For longer passages we will seek out a third adult to help us crew
If we think that something should be done, we do it right then and there, rather than wait for a later time.
   Our last 5 years of sailing we have been very good at doing these and it has saved us numerous headaches I am sure. Until last week. 
   In our defence, we are pretty new to this whole “towing the dinghy behind the boat” while sailing thing. We are used to longer crossings and we would always haul our dinghy up on deck. But in the Virgin Islands all the islands and bays are so close together that there is no real point in going through the pain of lifting that extremely heavy dinghy up just to have to put it back in the water an hour later. So, we have started doing like everyone else and towing it behind our boat.
   Last week we were anchoring just off of Sandy Spit, Jost Van Dyke. We found the spot we wanted and were getting ready to drop anchor. That when I asked Eben, “Should we pull the dinghy up along side our boat?” (This is where we broke our rule, I thought we should do it, but instead we thought, “we’ll be fine” and left it where it was, tied behind the boat.) We dropped our anchor and Eben decided to go dive since we were in a spot with a bunch of coral and we wanted to make sure it was set properly. As he was floating over it he gave me the “OK” to back up on our anchor to dig it in. I started slowly at 1200RPM, and as I do this I hear our dinghy line pull tight and then our engine just stopped. It shut off, all on its own. NOT GOOD! There was no boom, no cracking sounds, just off.
   I called Eben back to the boat and explained what happened. His face turned white and all he kept saying was “$#!T” (and we are really the swearing type, so this was definitely bad!). The dinghy line had gotten wrapped up around the prop shaft. Eben’s gut reaction was that we busted our transmission. This would be an extremely expensive fix and could mean the end of our sailing. My stomach was in knots. Eben dove under the boat to inspect everything. The rope had pulled so tight that I could barely get it untied for him to unravel it from below. And the wraps of the rope were strong enough that they had pushed the zinc back about an inch.

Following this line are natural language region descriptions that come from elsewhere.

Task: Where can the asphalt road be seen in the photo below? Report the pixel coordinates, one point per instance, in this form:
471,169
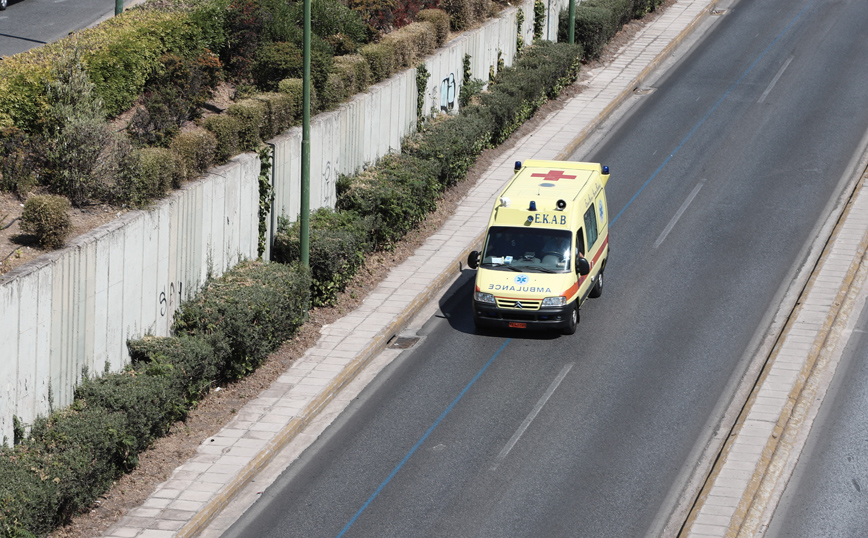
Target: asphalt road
826,496
30,23
722,174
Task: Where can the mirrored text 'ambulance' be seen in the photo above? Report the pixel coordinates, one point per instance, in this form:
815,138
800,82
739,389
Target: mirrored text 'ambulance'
545,249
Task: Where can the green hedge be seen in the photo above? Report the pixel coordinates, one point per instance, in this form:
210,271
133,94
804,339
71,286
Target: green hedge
339,241
248,313
71,457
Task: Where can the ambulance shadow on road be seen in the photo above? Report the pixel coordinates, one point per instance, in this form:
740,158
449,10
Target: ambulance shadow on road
456,308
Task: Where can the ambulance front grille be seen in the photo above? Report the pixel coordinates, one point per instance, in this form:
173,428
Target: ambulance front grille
521,304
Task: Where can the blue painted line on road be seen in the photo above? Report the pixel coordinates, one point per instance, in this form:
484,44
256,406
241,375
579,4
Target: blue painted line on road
710,112
424,437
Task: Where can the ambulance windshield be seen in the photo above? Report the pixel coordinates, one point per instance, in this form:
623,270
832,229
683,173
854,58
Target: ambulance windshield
527,249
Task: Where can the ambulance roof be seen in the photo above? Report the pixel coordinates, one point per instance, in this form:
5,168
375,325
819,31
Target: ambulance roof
550,180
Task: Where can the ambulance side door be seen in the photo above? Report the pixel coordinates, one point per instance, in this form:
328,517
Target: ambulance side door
594,243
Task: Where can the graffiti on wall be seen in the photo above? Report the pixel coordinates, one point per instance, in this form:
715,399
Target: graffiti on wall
167,301
448,89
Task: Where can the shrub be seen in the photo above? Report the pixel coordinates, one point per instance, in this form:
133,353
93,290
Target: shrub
147,403
461,14
595,27
381,60
122,52
17,161
70,458
410,43
339,242
196,149
401,190
278,113
293,88
45,216
451,144
250,114
174,94
159,169
189,361
355,71
247,313
274,62
440,20
75,132
330,18
225,128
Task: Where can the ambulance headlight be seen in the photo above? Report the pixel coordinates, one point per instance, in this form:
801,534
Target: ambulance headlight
482,297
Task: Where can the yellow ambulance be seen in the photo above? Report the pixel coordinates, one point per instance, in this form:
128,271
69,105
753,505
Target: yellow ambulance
545,249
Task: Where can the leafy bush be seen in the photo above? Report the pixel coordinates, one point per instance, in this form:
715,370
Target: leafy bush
45,216
247,313
75,132
17,162
293,88
190,363
339,242
411,43
381,60
330,18
277,113
451,144
401,190
274,62
250,114
195,149
595,27
160,170
173,95
122,52
440,20
226,129
69,459
355,71
461,14
147,403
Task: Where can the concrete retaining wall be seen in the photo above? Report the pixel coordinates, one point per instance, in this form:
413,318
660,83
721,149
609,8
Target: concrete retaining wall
74,309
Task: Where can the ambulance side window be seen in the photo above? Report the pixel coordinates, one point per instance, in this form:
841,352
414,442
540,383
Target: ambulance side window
591,225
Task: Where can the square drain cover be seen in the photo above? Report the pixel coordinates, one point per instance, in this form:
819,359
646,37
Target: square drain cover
403,342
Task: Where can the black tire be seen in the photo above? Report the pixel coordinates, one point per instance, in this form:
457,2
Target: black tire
574,322
597,290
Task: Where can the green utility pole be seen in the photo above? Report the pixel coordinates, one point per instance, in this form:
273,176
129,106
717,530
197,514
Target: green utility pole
572,27
305,144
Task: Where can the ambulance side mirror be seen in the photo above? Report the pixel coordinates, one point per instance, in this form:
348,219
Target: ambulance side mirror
473,260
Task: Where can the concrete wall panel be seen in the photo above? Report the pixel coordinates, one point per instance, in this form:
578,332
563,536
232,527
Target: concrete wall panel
77,307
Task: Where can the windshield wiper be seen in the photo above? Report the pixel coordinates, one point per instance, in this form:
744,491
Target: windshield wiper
492,264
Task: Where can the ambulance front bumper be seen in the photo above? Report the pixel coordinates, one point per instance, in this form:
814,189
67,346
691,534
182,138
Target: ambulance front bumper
546,317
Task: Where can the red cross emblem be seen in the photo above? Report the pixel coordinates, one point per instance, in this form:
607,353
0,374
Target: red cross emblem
553,175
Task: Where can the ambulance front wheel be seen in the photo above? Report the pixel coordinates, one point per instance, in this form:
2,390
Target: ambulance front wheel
574,321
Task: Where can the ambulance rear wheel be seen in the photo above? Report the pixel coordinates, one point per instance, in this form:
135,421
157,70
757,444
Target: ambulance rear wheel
574,322
597,290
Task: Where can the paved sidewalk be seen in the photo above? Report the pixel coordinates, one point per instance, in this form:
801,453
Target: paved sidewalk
201,487
756,463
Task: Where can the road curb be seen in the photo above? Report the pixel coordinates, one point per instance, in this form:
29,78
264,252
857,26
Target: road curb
201,520
297,424
800,399
634,84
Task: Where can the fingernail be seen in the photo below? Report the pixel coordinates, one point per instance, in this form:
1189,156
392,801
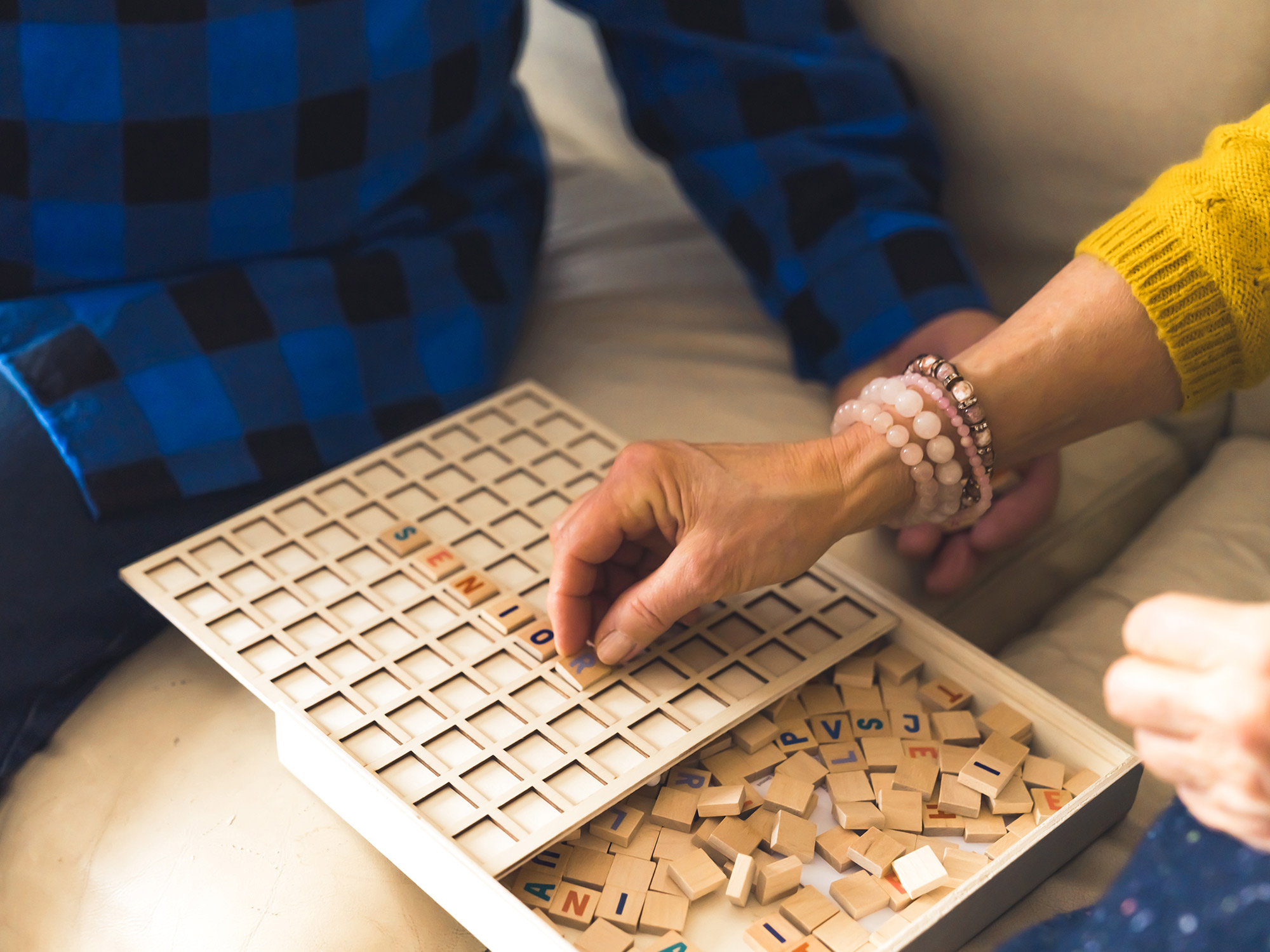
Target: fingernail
614,648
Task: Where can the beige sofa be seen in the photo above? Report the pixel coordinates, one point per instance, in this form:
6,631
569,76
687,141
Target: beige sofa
159,818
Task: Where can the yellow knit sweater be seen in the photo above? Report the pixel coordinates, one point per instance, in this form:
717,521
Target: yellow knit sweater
1196,249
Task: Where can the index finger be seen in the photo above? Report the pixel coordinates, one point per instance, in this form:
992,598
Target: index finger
1191,631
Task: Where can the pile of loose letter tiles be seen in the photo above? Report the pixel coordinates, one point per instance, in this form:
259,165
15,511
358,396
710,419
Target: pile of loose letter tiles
906,766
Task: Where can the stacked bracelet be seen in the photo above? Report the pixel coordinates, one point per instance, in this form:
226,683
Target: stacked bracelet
943,494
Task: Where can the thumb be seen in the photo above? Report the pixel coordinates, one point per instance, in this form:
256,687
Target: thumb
648,609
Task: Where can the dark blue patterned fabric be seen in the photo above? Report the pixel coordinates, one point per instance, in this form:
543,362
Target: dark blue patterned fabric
1187,889
250,239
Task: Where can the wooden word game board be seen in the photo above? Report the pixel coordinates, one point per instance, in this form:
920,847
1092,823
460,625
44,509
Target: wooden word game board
394,607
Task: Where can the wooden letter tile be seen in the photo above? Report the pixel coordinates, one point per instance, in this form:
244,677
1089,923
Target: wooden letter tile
664,913
721,802
793,836
844,757
403,539
582,670
778,879
808,908
603,936
897,666
1043,772
697,875
956,728
575,906
438,562
946,695
742,880
841,934
859,894
832,847
620,907
754,734
509,614
618,824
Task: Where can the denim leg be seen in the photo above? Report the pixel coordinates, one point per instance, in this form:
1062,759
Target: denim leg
65,618
1187,889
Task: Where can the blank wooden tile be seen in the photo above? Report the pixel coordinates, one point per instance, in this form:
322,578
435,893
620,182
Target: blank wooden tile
808,908
778,879
773,934
509,614
788,793
921,871
882,753
859,894
404,538
1050,803
854,786
805,767
664,913
742,880
582,670
575,906
472,588
919,776
535,888
793,836
721,802
956,728
897,664
733,837
989,771
662,882
902,809
844,757
589,868
910,724
539,640
631,874
1014,799
876,851
1043,772
1080,781
956,798
1003,719
985,828
756,733
942,823
946,695
698,875
794,736
871,724
832,847
620,907
858,816
618,824
688,779
438,563
854,672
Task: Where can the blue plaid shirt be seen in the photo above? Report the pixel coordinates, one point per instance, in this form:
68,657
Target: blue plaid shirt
250,239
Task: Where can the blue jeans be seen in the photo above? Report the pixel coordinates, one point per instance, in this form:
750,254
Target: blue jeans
65,618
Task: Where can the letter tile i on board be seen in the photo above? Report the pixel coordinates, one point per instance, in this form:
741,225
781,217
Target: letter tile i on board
582,670
438,563
403,539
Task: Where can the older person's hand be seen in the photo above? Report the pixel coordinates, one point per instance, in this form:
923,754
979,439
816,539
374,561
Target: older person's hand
1196,689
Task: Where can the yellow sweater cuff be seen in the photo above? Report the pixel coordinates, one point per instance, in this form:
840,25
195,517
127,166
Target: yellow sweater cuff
1196,251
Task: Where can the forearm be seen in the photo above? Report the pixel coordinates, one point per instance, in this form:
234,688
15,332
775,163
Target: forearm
1079,359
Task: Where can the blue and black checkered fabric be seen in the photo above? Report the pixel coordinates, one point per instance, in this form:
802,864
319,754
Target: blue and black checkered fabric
248,239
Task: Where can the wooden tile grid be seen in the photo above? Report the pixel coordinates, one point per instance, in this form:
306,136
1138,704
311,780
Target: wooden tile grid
364,497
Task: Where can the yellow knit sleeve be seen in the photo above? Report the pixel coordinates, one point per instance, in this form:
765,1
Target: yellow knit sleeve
1196,249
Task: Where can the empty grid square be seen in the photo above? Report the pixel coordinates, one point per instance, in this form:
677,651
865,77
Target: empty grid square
313,631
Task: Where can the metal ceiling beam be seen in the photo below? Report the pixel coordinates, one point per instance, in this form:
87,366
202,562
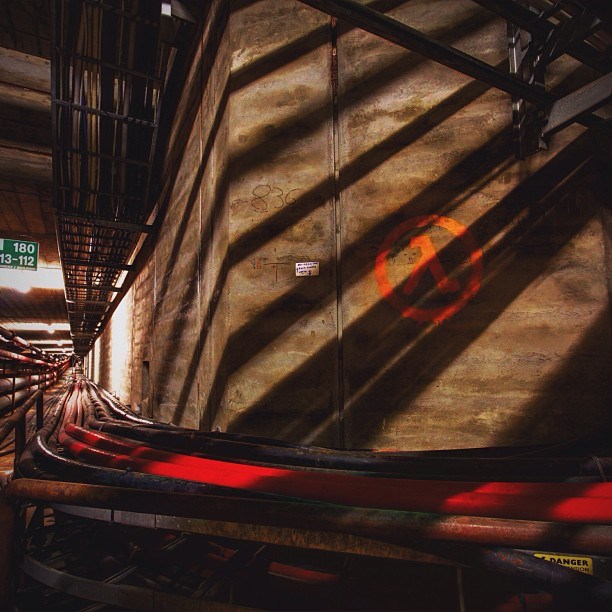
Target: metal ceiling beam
141,228
103,288
86,263
403,35
528,20
588,98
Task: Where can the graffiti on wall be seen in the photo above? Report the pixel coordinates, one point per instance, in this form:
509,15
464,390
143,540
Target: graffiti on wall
428,268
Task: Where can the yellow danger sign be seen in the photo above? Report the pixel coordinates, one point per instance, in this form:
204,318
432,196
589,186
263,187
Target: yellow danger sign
580,564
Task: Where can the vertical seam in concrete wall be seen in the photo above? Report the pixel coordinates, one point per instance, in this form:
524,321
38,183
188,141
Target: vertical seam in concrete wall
201,273
337,230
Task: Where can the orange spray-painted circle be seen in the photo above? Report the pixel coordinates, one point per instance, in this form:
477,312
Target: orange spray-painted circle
429,260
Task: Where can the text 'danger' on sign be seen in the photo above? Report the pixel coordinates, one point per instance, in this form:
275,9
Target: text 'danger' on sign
428,268
18,254
307,268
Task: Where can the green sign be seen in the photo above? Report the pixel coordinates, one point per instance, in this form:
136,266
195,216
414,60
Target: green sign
18,254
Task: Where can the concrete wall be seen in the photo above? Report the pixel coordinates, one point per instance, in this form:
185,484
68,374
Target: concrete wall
462,297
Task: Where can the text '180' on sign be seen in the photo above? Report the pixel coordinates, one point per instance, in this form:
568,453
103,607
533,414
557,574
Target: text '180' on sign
18,254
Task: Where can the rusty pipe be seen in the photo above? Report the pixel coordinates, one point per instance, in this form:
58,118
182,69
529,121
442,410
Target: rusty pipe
394,527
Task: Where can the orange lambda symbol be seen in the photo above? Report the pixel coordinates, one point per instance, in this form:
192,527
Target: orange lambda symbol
429,260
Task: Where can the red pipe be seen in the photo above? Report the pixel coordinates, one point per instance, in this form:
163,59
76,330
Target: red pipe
567,502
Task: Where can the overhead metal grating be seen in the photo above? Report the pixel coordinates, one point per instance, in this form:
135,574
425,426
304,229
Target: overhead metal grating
108,69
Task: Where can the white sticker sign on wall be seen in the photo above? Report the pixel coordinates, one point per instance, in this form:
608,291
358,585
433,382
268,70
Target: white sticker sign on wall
307,268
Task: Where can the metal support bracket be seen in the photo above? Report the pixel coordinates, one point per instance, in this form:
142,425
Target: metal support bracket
530,52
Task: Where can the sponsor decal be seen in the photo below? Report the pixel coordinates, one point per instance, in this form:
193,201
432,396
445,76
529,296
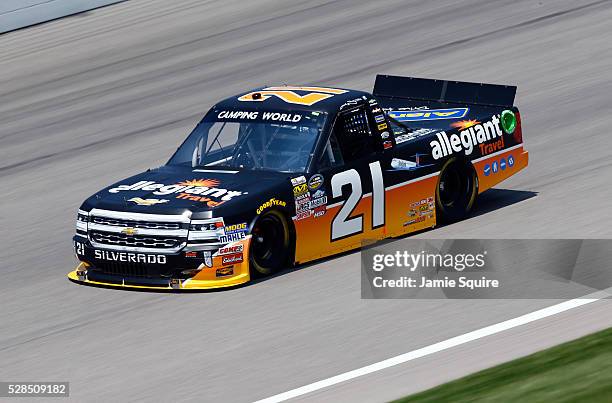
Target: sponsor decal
147,202
300,189
202,190
318,202
271,203
298,181
415,221
408,165
207,258
289,94
228,250
232,237
492,147
302,197
464,124
445,145
269,116
129,257
79,248
428,114
498,165
303,214
129,231
319,211
230,229
487,170
232,259
413,135
318,193
238,115
315,182
224,271
351,102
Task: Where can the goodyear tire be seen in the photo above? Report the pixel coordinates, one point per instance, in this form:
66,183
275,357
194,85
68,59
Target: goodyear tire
456,191
270,244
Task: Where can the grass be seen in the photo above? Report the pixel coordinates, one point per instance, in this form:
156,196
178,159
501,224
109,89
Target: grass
578,371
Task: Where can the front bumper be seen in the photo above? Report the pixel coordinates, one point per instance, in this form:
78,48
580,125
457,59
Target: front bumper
226,269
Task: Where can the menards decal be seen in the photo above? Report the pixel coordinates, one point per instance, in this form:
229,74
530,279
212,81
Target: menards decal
465,140
203,190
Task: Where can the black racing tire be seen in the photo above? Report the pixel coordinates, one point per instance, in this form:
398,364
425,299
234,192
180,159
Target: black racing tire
456,190
270,244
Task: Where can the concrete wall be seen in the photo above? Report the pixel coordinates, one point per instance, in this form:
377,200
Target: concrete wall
16,14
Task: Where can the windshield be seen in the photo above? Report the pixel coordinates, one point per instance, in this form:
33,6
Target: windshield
275,141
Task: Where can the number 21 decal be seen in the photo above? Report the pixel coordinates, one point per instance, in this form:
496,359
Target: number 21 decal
343,225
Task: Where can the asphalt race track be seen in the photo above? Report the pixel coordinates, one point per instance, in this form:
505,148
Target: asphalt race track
96,97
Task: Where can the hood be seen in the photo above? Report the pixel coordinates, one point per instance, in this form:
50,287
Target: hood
174,190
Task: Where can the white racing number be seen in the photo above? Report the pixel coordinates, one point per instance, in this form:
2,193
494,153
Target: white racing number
343,225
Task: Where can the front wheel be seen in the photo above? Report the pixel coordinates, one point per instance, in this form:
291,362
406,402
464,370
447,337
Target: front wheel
270,243
456,191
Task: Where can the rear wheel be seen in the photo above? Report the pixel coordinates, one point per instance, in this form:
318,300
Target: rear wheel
270,243
456,191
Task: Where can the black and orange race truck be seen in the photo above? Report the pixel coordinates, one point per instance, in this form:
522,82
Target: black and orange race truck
279,176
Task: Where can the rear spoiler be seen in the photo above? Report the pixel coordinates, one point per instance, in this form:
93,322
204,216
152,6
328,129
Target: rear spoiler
443,91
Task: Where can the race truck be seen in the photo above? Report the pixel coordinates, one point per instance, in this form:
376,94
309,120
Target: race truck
280,176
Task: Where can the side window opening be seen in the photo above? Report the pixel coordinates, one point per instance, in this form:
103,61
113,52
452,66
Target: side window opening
332,156
354,134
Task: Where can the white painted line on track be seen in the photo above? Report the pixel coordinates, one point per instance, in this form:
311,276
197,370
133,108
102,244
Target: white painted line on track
440,346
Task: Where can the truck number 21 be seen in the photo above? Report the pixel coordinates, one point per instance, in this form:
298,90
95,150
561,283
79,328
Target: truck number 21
343,225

   Once back on board, and clearly freaking out, Eben radioed Joaquin for advice and comfort. Joaquin assured us that if Eben was able to dive down and manually turn our prop, that our gears still worked, that we should be just fine. We just had to get the balls to turn our engine back on and try driving the boat forwards and backwards. It took us a good 10 minutes before we could bring ourselves to do it, all the while we were picturing the $ draining from our bank account. Eben checked everything three times over and then started up the engine. It started, that was a relief. Then slowly forwards, yep it worked. Then backwards, and that worked too. *insert HUGE sigh of relief*. 
   We hugged it out and had an awkward laugh about it (awkward because the memory was still too fresh to really laugh about it!). We knew that we would still be super nervous the next time we would have to use our engine, and that we would be listening to every little sound wondering if it was a normal one, but for now all seemed ok. 
   The unfortunate event two days later of our anchor dragging (for our first time ever) meant we had no choice to baby our engine, we put her to the test. We drove it all around the bay, anchoring and re-anchoring, and she worked like a charm. 

   We were extremely fortunate that we did not blow or transmission or break something on the boat, and we kicked ourselves for not following one of our “rules”. Never again will we do that!